Jak za dotknięciem magicznej różdżki do pokoju wszedł Federico. Obrzucił mnie szybki, badawczym spojrzeniem, po czym przeniósł wzrok na Adamo. Czułam jak emanuje z niego furia.
- No już nie dąsaj się. - odezwał się Adamo. - Tylko na chwilę ją pożyczyłem. - dodał.
W momencie gdy skończył mówić z jego twarzą spotkała się pięść Federico. Zatkałam usta dłonią z wrażenia. Federico poprawił marynarkę po czym podszedł w moją stronę.
- Mi Amore, jak się czujesz? -zapytał bacznie mnie obserwując. - Zrobił ci coś?
Pokręciłam przecząco głową, chowając ją w jego piersi.
- Chcę do domu. - pomarudziłam jak mała dziewczynka.
- Już cię zabieram. - odpowiedział, biorąc mnie na ręce i kierując się w stronę wyjścia.
Adamo zdążył w tym czasie wstać z podłogi i pomachał nam na do widzenia. Z tym człowiekiem było coś nie tak. Przerażał mnie.
Całą drogę do domu siedziałam wtulona w klatkę piersiową Federico. Żadne z nas się nie odzywało. Tak było lepiej. Gdy tylko samochód zatrzymał się na terenie posiadłości Federico, ten znowu wziął mnie na ręce i zaniósł do swojej sypialni.
- Umiem chodzić. - odezwałam się gdy przekroczyliśmy próg sypialni.

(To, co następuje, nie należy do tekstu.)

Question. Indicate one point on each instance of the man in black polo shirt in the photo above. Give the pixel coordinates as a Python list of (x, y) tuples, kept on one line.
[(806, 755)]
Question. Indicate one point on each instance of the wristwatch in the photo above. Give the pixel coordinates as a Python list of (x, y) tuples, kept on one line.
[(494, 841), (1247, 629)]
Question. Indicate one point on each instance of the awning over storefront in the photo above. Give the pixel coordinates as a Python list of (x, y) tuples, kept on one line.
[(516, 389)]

- Wiem, Mi Amore, ale niekoniecznie chodzisz tam gdzie ja chce. - odpowiedział uśmiechając się. Po chwili zobaczyłam jak wyraz jego twarzy nabiera powagi. - Co chciał od ciebie Adamo? -zapytał.

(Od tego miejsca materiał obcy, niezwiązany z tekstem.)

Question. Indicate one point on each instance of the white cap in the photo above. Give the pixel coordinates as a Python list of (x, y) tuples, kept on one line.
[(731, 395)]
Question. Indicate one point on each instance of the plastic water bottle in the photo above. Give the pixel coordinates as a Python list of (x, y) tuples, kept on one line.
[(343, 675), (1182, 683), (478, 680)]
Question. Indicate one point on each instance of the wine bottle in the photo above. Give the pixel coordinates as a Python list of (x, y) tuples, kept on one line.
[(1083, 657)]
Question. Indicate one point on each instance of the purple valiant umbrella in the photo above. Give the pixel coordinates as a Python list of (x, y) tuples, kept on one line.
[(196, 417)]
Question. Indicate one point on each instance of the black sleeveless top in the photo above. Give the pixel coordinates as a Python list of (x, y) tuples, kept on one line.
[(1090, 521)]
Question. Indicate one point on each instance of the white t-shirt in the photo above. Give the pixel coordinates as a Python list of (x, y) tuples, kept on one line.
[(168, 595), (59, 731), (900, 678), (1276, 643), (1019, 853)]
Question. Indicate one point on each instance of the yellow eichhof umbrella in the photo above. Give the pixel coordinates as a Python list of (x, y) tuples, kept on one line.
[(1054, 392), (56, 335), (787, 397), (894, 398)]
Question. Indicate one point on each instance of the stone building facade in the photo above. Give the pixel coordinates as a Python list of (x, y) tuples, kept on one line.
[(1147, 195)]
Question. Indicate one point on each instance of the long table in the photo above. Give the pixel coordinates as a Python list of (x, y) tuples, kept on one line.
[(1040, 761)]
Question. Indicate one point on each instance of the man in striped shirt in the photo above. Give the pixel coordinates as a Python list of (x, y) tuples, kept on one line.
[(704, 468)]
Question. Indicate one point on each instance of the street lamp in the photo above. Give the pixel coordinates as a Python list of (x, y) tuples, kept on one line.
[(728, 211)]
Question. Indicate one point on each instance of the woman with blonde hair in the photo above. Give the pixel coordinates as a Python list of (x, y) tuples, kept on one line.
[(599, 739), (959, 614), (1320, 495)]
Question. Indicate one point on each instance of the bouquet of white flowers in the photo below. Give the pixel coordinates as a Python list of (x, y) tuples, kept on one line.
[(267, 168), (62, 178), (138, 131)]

- Nic takiego - odpowiedział pośpiesznie. - Jakieś brednie.
- Brednie. - powtórzył. - Wątpię, że dla jakiś bredni porywa się kobietę Capo. - dodał.
- Ale to prawda. - upierałam się. -Chciał abym zerwała z tobą zaręczyny. - Gdy powiedziałam te słowa zobaczyłam, że twarz Federico przybrała inny wraz. Nie mogła go jednak odgadnąć. - Federico? O co chodzi? -zapytała go drżącym głosem.

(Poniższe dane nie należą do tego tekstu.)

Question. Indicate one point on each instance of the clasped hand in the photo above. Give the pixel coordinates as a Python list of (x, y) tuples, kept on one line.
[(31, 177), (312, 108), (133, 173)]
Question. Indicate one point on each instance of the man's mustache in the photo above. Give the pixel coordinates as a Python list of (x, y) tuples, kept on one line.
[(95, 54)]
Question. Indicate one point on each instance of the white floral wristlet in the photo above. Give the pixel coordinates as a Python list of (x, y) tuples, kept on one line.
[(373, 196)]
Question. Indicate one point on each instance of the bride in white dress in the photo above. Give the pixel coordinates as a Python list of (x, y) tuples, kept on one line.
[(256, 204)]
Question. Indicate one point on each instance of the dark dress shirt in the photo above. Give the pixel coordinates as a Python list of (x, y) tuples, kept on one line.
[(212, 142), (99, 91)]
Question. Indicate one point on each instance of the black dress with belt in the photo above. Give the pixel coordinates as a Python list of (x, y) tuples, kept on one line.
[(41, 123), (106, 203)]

- Zaręczyny. - powiedział dziwnym głosem. - Tak. Adamo miał chyba rację. - odparł z powagą w głosie.
Na te słowa z moich płuc uleciało całe powietrze. Nie mogłam oddychać. Czułam się jakby ktoś uderzył mnie obuchem w głowę. To nie mogła być prawda.
*******
Hello Amore,
Wybaczcie bardzooo długą nieobecność, ale byłam przez jakiś czas w szpitalu i musiałam odzyskać wszystkie siły :(. Ale wracam już do was z nową werwą. Mam nadzieję, że mi to wybaczycie. :) Do następnego
Ciao :*
CZYTASZ
Federico
RomanceDwudziestopięcioletnia Susanna Marina rozpoczyna pracę jako menager w klubie "Devil's kiss" Poznaje tam Federico Fabbro, który okazuje się być jej szefem. Federico uznawany jest za samego diabła. Czy Susanna sprzeda swoją duszę samemu diabłu? Czy m...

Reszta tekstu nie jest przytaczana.